Eça - Mas é claro que sim! E faço-o no capítulo III através de Afonso da Maia, na sua conversa com o abade.
"(...) Mas enfim os clássicos - arriscou timidamente o abade.
- Qual clássicos! O primeiro dever do homem é viver. E para isso é necessário ser são, e ser forte. Toda a educação sensata consiste nisto :criar a saúde, a força e os seus hábitos, desenvolver exclusivamente o animal, armá-lo de uma grande superioridade física, Tal qual como se não tivesse alma. A alma vem depois .... A alma é outro luxo. É um luxo de gente grande...
O abade coçava a cabeça, com o ar arrepiado.
- A instruçãozinha é necessária - disse ele. - Você não acha, Vilaça? Que Vossa Excelência, Sr. Afondo da Maia, tem visto mais mundo do que eu... Mas enfim a instruçãozinha...
- A instrução para uma criança não é recitar Tityre, tu patulae recubans... É saber factos, noções, coisas úteis, coisas práticas..." (Os Maias)
HL - E a fase dos vencidos da vida, onde é que se situa?
Eça - Essa fase está no último capítulo, quando Carlos, após 10 anos de permanência por terras francesas volta a Lisboa e encontra tudo na mesma, é a desilusão, a tomada de consciência de que a sua luta foi em vão.
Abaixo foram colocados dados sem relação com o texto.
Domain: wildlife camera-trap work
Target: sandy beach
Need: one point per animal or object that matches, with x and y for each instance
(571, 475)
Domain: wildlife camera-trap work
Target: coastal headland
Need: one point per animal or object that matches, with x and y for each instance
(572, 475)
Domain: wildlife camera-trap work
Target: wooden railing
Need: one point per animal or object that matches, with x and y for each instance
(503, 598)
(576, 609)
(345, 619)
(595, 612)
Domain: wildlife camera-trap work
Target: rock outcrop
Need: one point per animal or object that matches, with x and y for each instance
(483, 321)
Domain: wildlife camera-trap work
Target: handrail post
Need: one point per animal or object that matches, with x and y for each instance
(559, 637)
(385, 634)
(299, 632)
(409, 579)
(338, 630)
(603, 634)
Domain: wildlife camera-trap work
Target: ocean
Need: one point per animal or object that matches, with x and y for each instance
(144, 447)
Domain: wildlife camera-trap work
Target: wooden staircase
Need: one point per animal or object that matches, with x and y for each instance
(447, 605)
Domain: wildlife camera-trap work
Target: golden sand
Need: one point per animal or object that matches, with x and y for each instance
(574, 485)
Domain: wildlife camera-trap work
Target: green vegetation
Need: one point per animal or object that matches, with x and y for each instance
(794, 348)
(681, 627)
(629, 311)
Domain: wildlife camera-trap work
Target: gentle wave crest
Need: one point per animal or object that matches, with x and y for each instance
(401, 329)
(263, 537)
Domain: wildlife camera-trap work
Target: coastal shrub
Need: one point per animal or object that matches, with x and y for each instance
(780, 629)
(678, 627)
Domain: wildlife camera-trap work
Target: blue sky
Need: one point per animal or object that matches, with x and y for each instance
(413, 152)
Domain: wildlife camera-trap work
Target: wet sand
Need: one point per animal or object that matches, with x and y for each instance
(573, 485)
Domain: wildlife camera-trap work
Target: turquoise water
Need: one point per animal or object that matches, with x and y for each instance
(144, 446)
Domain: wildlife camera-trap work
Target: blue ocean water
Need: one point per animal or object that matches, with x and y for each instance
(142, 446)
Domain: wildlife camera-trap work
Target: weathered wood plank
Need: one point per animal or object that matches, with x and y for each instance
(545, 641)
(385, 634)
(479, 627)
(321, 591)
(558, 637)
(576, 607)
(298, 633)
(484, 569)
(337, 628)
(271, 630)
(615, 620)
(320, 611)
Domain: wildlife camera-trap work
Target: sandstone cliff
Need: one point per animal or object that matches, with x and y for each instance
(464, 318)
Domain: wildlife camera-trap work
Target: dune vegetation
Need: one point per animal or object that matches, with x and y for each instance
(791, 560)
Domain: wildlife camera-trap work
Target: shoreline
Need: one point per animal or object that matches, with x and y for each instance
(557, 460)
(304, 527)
"(...) E Carlos reconhecia, escostados às mesmas portas, sujeitos que lá deixara havia dez anos, já assim encostados, já assim melancólicos. (...)
- Falhámos a vida, menino!
- Creio que sim... Mas todo o mundo mais ou menos a falha. Isto é, falha-se sempre na realidade aquela vida que se planeou com a imaginação. Diz-se: "Vou ser assim, porque a beleza está em ser assim." E nunca se é assim, é-se invariavelmente assado, como dizia o pobre marquês. (...) Com efeito, não vale a pena fazer um esforço, correr com ânsia para coisa alguma.
Ega, ao lado, ajuntava, ofegante, atirando as pernas magras:
- Nem para o amor, nem para a glória, nem para o dinheiro, nem para o poder...
A lanterna vermelha do americano, ao longe, no escuro, parara. E foi em Carlos e em João da Ega uma esperança, outro esforço:
-Ainda o apanhamos! (...)" (Os Maias)
HL - Obrigado, por esta lição de literatura!